Whose forgiveness do I seek?
***
In the days leading up to my departure from Amsterdam, I took impulsive bike rides into the city center, quickly selecting and purchasing apparel from Esprit, Didi, Mexx in a whirlwind of muted sentimentality. I was fixating on the extra suitcase I would bring back: finally I acquired it from a second hand shop in Westerpark, a hard shelled navy blue Samsonite. The center of my purpose was packing the suitcase: purple sweater dress, bottles of cranberry wine from Vlieland, Amsterdam map collage, playing cards from a local artist on Witte de Withstraat, luikse wafels, stroop wafels, jumper from Ameland, fuzzy Esprit sweater, Dutch toiletries... and the things that could not fit and would be left behind... As the physical weight of the suitcase grew, its weight as proof—as evidence—likewise grew. My productivity abroad was directly correlated to this suitcase arriving in San Francisco intact and as a fully realized souvenir, while the nostalgia it represented weighed down my ability to proceed into San Francisco unhindered.

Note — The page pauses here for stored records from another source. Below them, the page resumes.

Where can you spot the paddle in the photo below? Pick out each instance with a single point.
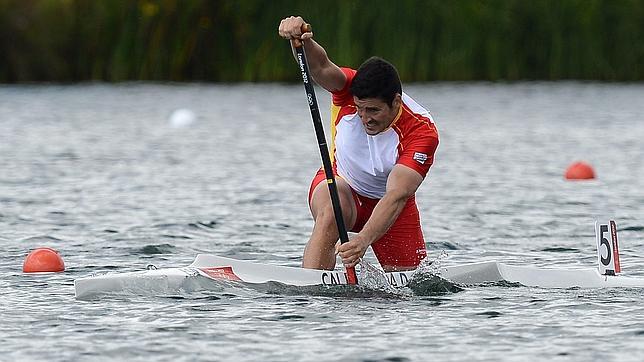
(324, 151)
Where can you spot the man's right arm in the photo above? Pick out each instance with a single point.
(325, 73)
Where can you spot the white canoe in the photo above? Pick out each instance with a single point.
(220, 268)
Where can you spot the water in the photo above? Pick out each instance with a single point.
(99, 173)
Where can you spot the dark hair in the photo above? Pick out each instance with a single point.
(376, 78)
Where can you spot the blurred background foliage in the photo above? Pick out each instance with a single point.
(236, 40)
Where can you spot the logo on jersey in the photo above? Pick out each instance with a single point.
(420, 157)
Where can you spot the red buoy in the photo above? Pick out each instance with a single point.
(43, 260)
(580, 171)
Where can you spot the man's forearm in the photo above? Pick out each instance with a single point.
(315, 55)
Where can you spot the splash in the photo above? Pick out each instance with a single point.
(374, 278)
(427, 278)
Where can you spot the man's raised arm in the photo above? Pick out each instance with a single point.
(325, 73)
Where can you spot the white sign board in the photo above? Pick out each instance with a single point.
(607, 248)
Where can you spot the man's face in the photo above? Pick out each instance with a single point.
(376, 114)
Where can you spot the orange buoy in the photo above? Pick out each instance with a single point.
(43, 260)
(580, 171)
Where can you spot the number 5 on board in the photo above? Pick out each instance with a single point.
(607, 248)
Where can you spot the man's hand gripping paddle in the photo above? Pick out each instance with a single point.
(324, 151)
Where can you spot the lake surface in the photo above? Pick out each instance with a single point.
(100, 174)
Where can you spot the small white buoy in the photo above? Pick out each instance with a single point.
(182, 117)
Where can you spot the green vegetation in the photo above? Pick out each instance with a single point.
(236, 40)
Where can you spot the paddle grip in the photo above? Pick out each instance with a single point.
(306, 28)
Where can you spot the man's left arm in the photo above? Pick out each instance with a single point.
(402, 183)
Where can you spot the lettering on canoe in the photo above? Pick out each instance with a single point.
(333, 278)
(395, 279)
(224, 272)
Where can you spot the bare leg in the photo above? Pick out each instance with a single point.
(320, 250)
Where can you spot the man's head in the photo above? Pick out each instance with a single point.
(377, 94)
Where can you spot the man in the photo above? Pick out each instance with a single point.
(384, 144)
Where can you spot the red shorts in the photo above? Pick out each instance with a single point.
(403, 244)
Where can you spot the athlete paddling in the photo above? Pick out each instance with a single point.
(384, 145)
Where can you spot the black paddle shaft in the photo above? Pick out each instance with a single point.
(324, 150)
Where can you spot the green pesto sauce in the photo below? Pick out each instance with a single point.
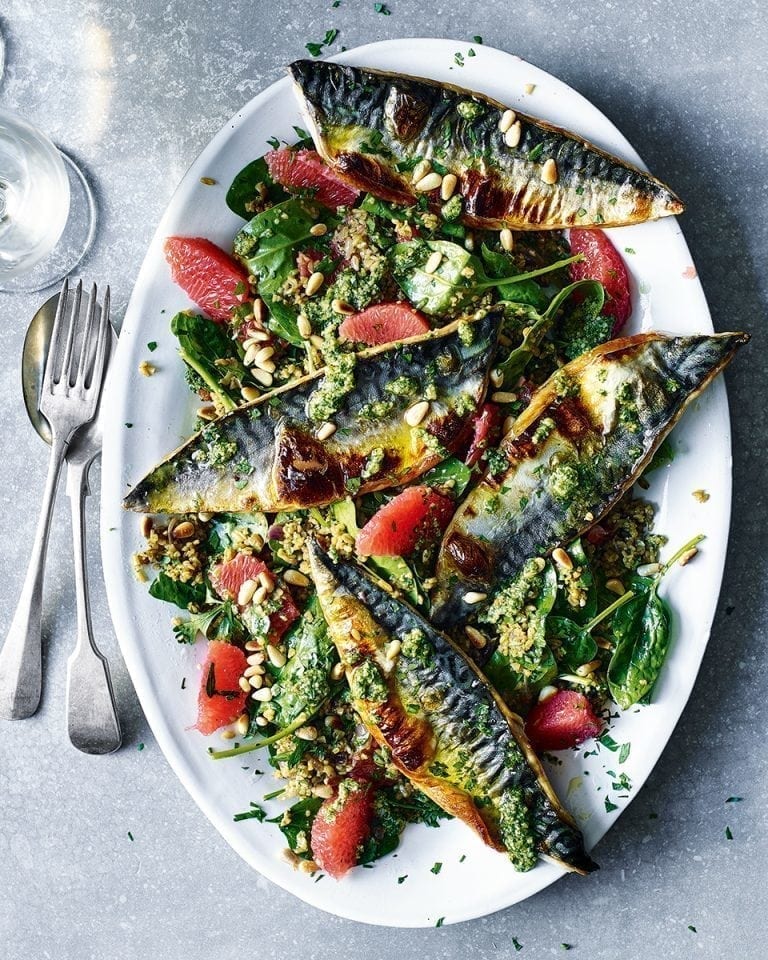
(338, 382)
(368, 684)
(516, 829)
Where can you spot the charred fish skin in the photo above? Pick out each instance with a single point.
(267, 455)
(586, 436)
(513, 171)
(441, 722)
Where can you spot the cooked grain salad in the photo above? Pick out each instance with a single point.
(411, 513)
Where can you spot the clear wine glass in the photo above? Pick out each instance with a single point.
(47, 210)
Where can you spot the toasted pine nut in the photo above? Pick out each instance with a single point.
(431, 182)
(276, 657)
(549, 171)
(415, 414)
(314, 283)
(304, 326)
(296, 579)
(475, 596)
(513, 135)
(448, 186)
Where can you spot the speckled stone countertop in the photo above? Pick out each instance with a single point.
(134, 91)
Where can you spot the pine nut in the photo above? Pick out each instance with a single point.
(513, 135)
(246, 592)
(506, 120)
(307, 733)
(276, 657)
(414, 415)
(431, 182)
(314, 283)
(422, 168)
(477, 639)
(475, 596)
(296, 579)
(549, 171)
(267, 581)
(448, 186)
(342, 307)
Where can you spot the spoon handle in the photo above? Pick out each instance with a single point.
(21, 657)
(92, 722)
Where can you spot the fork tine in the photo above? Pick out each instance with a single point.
(54, 345)
(86, 345)
(101, 342)
(66, 364)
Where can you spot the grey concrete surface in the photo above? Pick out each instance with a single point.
(135, 90)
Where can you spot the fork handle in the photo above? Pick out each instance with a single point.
(21, 656)
(92, 721)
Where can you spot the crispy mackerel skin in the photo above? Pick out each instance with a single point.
(266, 456)
(370, 127)
(586, 436)
(445, 728)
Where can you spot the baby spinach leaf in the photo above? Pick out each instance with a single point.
(563, 608)
(572, 644)
(176, 592)
(641, 631)
(457, 279)
(247, 186)
(451, 471)
(208, 351)
(304, 681)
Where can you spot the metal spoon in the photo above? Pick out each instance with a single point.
(92, 721)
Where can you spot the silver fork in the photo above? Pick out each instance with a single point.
(69, 397)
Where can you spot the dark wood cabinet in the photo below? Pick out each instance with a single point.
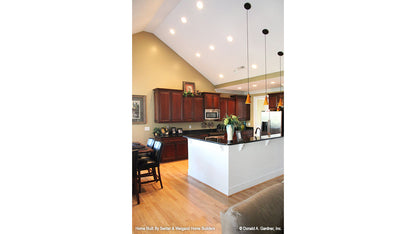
(211, 100)
(198, 109)
(274, 100)
(174, 148)
(227, 107)
(188, 109)
(177, 106)
(168, 105)
(162, 106)
(193, 109)
(223, 107)
(242, 110)
(231, 106)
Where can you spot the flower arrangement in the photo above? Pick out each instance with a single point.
(188, 93)
(157, 131)
(234, 122)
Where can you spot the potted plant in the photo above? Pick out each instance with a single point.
(187, 93)
(231, 123)
(157, 132)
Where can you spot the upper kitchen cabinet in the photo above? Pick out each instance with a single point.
(274, 100)
(242, 110)
(198, 109)
(227, 107)
(211, 100)
(168, 105)
(193, 109)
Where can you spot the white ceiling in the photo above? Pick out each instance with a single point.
(210, 26)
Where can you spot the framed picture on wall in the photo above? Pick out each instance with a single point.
(188, 86)
(139, 109)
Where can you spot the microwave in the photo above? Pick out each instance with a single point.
(212, 114)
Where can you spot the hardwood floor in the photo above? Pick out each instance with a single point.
(184, 202)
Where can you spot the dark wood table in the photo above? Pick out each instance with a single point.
(139, 151)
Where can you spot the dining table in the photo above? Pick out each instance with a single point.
(140, 152)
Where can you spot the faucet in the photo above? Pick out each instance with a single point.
(255, 133)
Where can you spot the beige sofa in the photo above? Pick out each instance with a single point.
(261, 213)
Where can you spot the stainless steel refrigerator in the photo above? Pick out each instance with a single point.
(271, 122)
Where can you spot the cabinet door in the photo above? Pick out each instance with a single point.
(187, 109)
(215, 101)
(273, 101)
(177, 106)
(223, 107)
(198, 109)
(282, 96)
(208, 101)
(162, 106)
(242, 110)
(231, 106)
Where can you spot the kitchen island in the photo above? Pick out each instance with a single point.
(231, 168)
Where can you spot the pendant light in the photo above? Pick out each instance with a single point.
(266, 103)
(247, 6)
(280, 105)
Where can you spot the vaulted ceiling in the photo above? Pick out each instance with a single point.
(191, 30)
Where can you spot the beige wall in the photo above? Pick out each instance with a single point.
(155, 65)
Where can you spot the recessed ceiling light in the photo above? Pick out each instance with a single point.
(200, 5)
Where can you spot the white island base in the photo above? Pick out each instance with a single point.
(233, 168)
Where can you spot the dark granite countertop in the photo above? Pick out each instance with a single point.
(211, 132)
(235, 142)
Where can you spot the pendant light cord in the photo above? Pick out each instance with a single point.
(280, 74)
(248, 72)
(265, 65)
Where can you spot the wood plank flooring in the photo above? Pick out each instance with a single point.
(184, 202)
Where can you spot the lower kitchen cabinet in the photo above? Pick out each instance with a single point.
(174, 148)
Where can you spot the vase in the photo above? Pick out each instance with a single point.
(238, 134)
(230, 132)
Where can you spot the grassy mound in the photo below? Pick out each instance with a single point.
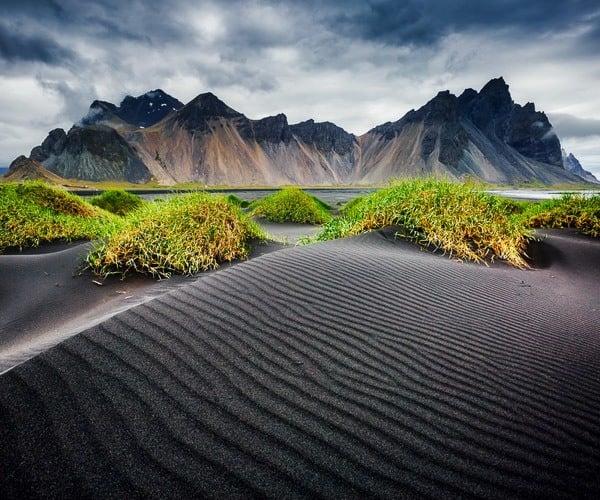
(117, 201)
(34, 212)
(291, 205)
(570, 210)
(182, 235)
(453, 218)
(237, 201)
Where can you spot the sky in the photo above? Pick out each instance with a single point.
(355, 63)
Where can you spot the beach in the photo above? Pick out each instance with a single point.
(359, 367)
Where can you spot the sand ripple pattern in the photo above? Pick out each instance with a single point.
(355, 368)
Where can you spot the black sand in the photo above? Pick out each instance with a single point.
(359, 367)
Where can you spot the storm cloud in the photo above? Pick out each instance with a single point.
(355, 63)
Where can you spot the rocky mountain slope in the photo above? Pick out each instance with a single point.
(572, 165)
(23, 168)
(483, 134)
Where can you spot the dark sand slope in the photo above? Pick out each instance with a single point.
(44, 298)
(352, 368)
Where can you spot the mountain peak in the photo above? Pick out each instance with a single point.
(147, 109)
(205, 107)
(211, 105)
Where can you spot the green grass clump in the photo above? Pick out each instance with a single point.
(117, 201)
(291, 205)
(237, 201)
(570, 210)
(454, 218)
(33, 213)
(183, 235)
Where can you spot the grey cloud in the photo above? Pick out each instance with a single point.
(15, 46)
(424, 22)
(570, 126)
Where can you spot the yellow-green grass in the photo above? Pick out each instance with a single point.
(33, 213)
(456, 219)
(117, 201)
(570, 210)
(291, 205)
(182, 235)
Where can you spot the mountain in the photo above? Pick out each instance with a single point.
(24, 168)
(94, 152)
(482, 134)
(572, 165)
(142, 111)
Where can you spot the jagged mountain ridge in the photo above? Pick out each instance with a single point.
(572, 165)
(478, 134)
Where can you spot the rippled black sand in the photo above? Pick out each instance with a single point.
(359, 367)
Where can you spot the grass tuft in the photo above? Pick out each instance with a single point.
(237, 201)
(33, 213)
(570, 210)
(117, 201)
(291, 205)
(454, 218)
(183, 235)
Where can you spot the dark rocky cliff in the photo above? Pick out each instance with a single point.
(325, 136)
(478, 134)
(528, 131)
(141, 111)
(91, 153)
(572, 165)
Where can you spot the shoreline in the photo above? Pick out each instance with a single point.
(357, 367)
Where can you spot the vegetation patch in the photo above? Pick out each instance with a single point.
(34, 212)
(117, 201)
(570, 210)
(237, 201)
(182, 235)
(291, 205)
(454, 218)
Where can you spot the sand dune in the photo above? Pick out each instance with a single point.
(358, 367)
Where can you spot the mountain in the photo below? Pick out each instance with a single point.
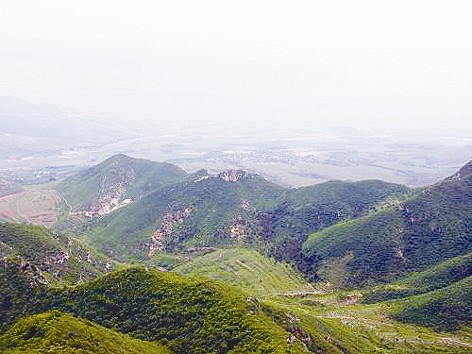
(204, 210)
(428, 228)
(201, 211)
(248, 270)
(310, 209)
(114, 183)
(433, 278)
(56, 332)
(45, 257)
(187, 315)
(445, 309)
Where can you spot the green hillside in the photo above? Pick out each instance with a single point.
(188, 315)
(48, 257)
(310, 209)
(56, 332)
(445, 309)
(247, 269)
(427, 229)
(198, 212)
(436, 277)
(120, 177)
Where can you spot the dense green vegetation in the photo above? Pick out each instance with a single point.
(428, 228)
(56, 332)
(215, 205)
(137, 176)
(436, 277)
(188, 315)
(336, 321)
(310, 209)
(416, 244)
(247, 269)
(445, 309)
(48, 256)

But when I think of this I don't think of the metaphysical weight the suitcase put on my psyche; I think of the often overcast summer slowly opening the trees along the canals, the distinct sound of Dutch-Moroccan children playing, and the rush of the sun shining in the afternoon. My misery was the two sides of leaving: the happiness at going home finally, and the reluctant acceptance that I would never have another experience like this again, that time I tried to live in Amsterdam when I was 30.
***
On July 1, 2013, I flew direct from Amsterdam to Philadelphia. When passing through immigration at Schiphol Airport, I was detained for overstaying my tourist visa, and was ultimately banned from entering the EU until July 1, 2014. When I arrived at PHL, the United States was mine, it was foreign, it was fascinating, it was home, I was still an outsider, I had endured many abuses at the hands of myself and of culture and of loneliness.
Watching the 4th of July fireworks from under the Echo Bridge on the Schuylkill River, I began to move on from the abuses: a sliver of resignation, a sliver of aggression: the way you feel when you discover the thing you pined for all your twenties just destroyed you, and you could not have kept living without having been destroyed... But maybe you still believe it's possible to fall in love.
***
The one thing I learned from Amsterdam is that I need a reason to get up most days of the week, I need the pressure of something at times disdainful to be successful.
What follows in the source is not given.